The classification of gene trees based on the distribution of archaea and bacteria also provided some information regarding genetic partnerships between distantly related taxa. Trees including a single intruder (archaea or bacteria) not only identified gene families exclusively transferred once but also suggested a polarization of these transfers. Within such trees, the intruder (i.e., the host lineage) had most likely acquired its gene copy from a taxa belonging to the other Domain (i.e., the donor). Yet, not all pairwise occurrences of archaea and bacteria appear in these trees. Many combinations (2,057 out of the 2,419 possible pairs) were never or rarely (≤5 times) observed (fig. 3A), which suggests privileged genetic connections between host and donor species. We tested whether similarities in lifestyles could explain these results by associating a “lifestyle distance” to each pair of archaea and bacteria co-occurring in these trees. Gene families that were only transferred once between Domains were significantly less numerous for taxa with dissimilar lifestyles (fig. 3B). By contrast, pairs of prokaryotes with similar lifestyles were more likely to co-occur in gene trees with a single gene transfer event (fig. 3B); that is, that pairs with lifestyle distance <3 exchanged significantly more genes over long distances than pairs with lifestyle distance >4 (P < 1.0 × 10−8; Wilcoxon rank-sum test).

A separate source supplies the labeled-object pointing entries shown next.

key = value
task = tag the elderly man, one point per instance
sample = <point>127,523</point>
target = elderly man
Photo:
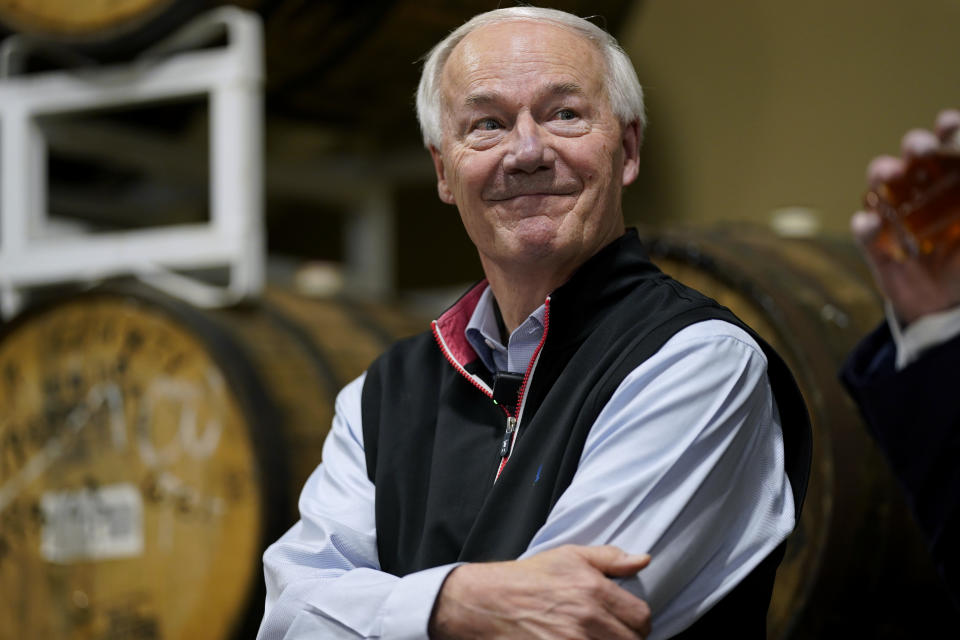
<point>901,374</point>
<point>573,415</point>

This result is notably consistent with previous studies (Hooper et al. 2009; Halary et al. 2010; McDaniel et al. 2010).

FIG. 3.

Co-occurrences of pairs of archaea and bacteria in gene trees including quasi-exclusively natives a single intruder (pattern B; see fig. 1). (A) Frequency histogram presenting the distribution of all possible pairs of archaea and bacteria in gene trees with pattern B. (B) Boxplot presenting the distribution of all pairs of archaea and bacteria co-occurring in gene trees with pattern B, as a function of their lifestyle distances (ranging from 0 to 8). For each distance, the length of the box spans from the first to the third quantile (including 50% of the distribution), and the thick line within the box represents the median of the distribution. The whiskers represent a range (95% quantile), and the outliers, corresponding to the most frequent pairs of archaea and bacteria, are represented by open circles.

The classification of trees based on coherent partitions is enough to reconstruct partnership networks. Trees representing pattern B (i.e., the gene trees including quasi-exclusively natives and a single intruder OTU; fig. 1B) were used here because they allow to polarize LGT. The most parsimonious explanation of this pattern is that the intruder OTU received a gene from one OTU of the native type (or one of their ancestors). In these trees, the intruder is the host, and the natives are potential donors. We further focused on the pairs of bacteria and archaea OTUs that were most frequently found in these gene trees to unravel the preferential partnerships between donors and hosts. These polarized networks of genetic partnerships showed that repeated (or massive) unique LGT between archaea and bacteria are not random. We distinguished cases in which archaeal lineages were gene donors (fig. 4A) from that in which archaeal lineages were gene hosts (fig. 4B), suggesting that “highways” of long distance LGTs are largely unilateral. Partners are either the host or the donor for a given partnership, but rarely both at the same time. For instance, figure 4A shows Moorella thermoacetica, a bacteria growing sustainedly on methanol only in coculture with a hydrogen-consuming methanogen, hosted genes from methagenic archaea, possibly as a result of their metabolic coupling (Jiang et al. 2009). Likewise, figure 4A shows that Aquifex aeolicus VF5 frequently hosted genes from the Sulfolobales lineage or that Thermotoga maritima MSB8 frequently hosted genes from Thermoproteales and Thermococcales. The opposite, however, was not true (fig. 4B). Only four partnerships were symmetrical, with both lineages playing the roles of donor and host: Haloarcula marismortui ATCC 43049 and Chloroflexus aurantiacus J-10-fl; Haloarcula marismortuiATCC 43049 and Pseudomonas aeruginosa PAO1; Haloquadratum walsbyi and Chloroflexus aurantiacus J-10-fl; Methanosarcina barkeri fusaro and Myxococcus xanthus DK 1622. Moreover, even though these main partnerships involved species with rather similar ecologies (average lifestyle distance of 2.3), 92% of the highways on these two polarized networks were unique.

FIG. 4.

Polarized networks of genetic partnerships between archaea and bacteria in gene trees including quasi-exclusively natives (donors) and a single intruder (host) (see pattern B; fig. 1). (A) Network computed from gene trees including quasi-exclusively archaea and a single bacterial OTU as intruder. (B) Network computed from gene trees including quasi-exclusively bacteria and a single archaeal OTU as intruder. The archaea are represented by green squares, whereas the bacteria are represented by yellow circles. Edges are colored based on the lifestyle distance between the pairs of partners. The networks are polarized by arrows pointing from donors to hosts. The taxon names reported for each node are taken from Puigbò et al. (2009).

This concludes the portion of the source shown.